3 - Literary Terms Flashcards
Pathos
A strategy in which a writer tries to generate specific emotions (such as fear, envy, anger, or pity) in an audience to dispose it to accept a claim.
TL; DR: Emotion
Logos
A strategy in which a writer uses facts, evidence, and reason to make audience members accept a claim.
TL; DR: Logic
Plain Style
A way of writing that stresses simplicity and clarity of expression.
Inversion
The reversal of the normal word order in a sentence or phrase.
Allusion
A reference to someone of something that is known from history, literature, religion, politics, sports, science, or some other branch of culture.
Couplet
Two consecutive rhyming lines of poetry.
Metaphor
A figure of speech that makes a comparison between two unlike things WITHOUT using like, as, than, or resembles.
Periodic Sentence
- Phrase upon phrase upon phrase, then subject/verb.
* A sentence that, by leaving the completion of its main clause to the end, produces an effect of suspense.
Anaphora
A figure of speech involving repetition, particularly of the same word at the beginning of several clauses.
Jeremiad
A long, mournful complaint, or lamentation; a list of woes.
Persuasion
One of the four forms of discourse, which uses reason and emotional appeals to convince a reader to think or act in a certain way.
Alliteration
A repetition of the same of similar constant sounds in words that are class together.
Meter
A pattern of stressed and unstressed syllables in poetry.
Iamb
A metrical foot in poetry that had an unstressed syllable followed by a stressed syllable.
Example: protect
Aphorism
A brief, cleverly worded statement that makes a wise observation about life.
Paradox
A statement that appears self-contradictory but reveals a kind of truth.
Symbol
A person, a place, a thing, or an event that has meaning in itself and also stands for something more than itself.
Free Verse
Poetry that does not conform to a regular meter or rhyme scheme.
Archetype
A very old imaginative pattern that appears in literature across cultures and is repeated through the ages. An archetype can be a character, a plot, an image, a theme, or a setting.
Apostrophe
A direct address to someone or something that is not present.
Parallelism
The repetition of grammatically similar words, phrases, clauses, or sentences.

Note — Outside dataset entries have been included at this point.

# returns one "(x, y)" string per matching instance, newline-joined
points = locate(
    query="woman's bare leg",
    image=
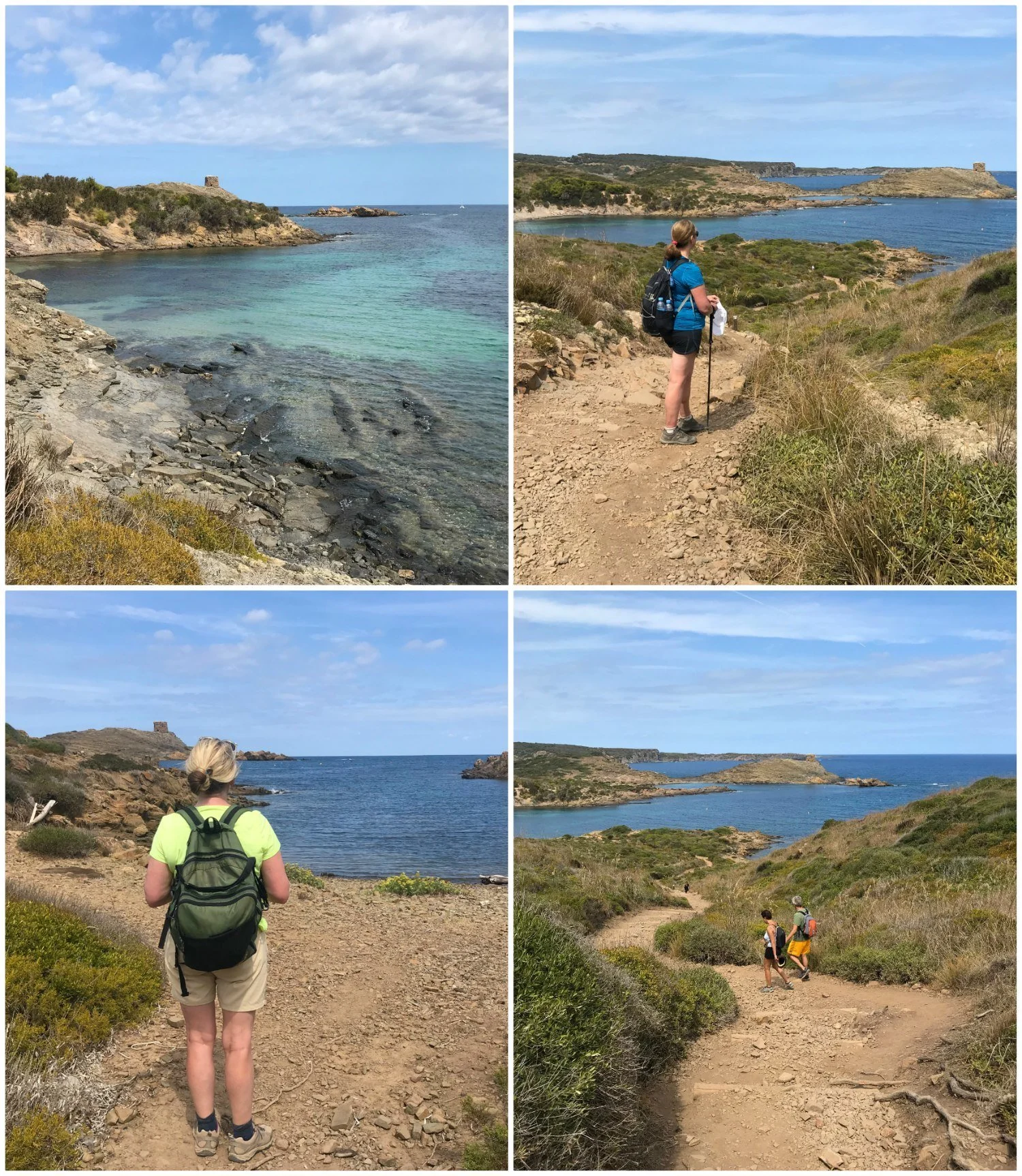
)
(239, 1072)
(200, 1025)
(679, 390)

Third Person Limited Point of View
Unknown narrator who focuses on one character.
Omniscient Point of View
All-knowing narrator who uses 3rd person and can zoom in on all characters.
First Person Point of View
One of the characters in the story tells the story, using first-person pronouns such as I and we.
Realism
A style of writing, developed in the nineteenth century, that attempts to depict life accurately, as it really is, without idealizing or romanticizing it.
Colloquial Language
Characteristic of or appropriate to ordinary or familiar conversation rather than formal speech or writing; informal.
Catalog
A list of things, people, or events.
Naturalism
A nineteenth-century literary movement that was an extension of realism and that claimed to portray life exactly as if it were being examined through a scientists’s microscope.
Regionalism
Literature that emphasizes a specific geographic setting and that reproduces speech, behavior, and attitudes of the people who live in that region.
Antihero
Contracts with the hero archetype, or model.
Internal Conflict
Involving opposing forces within a person’s mind.
External Conflict
Can exist between two people, between a person and force of nature or machine or a whole society.
Motivation
The reasons for a character’s behavior.
Connotation
The associations and emotional undertones that have become attached to a word or phrase, in addition to its strict dictionary definition.
Stream of Consciousness
A style of writing that portrays the inner (often chaotic) workings of a character’s mind.
Blank Verse
Poetry written in unrhymed iambic pentameter.
Ethos
The self-image a writer creates to define a relationship with readers. In arguments, most writers try to establish this to suggest authority and credibility.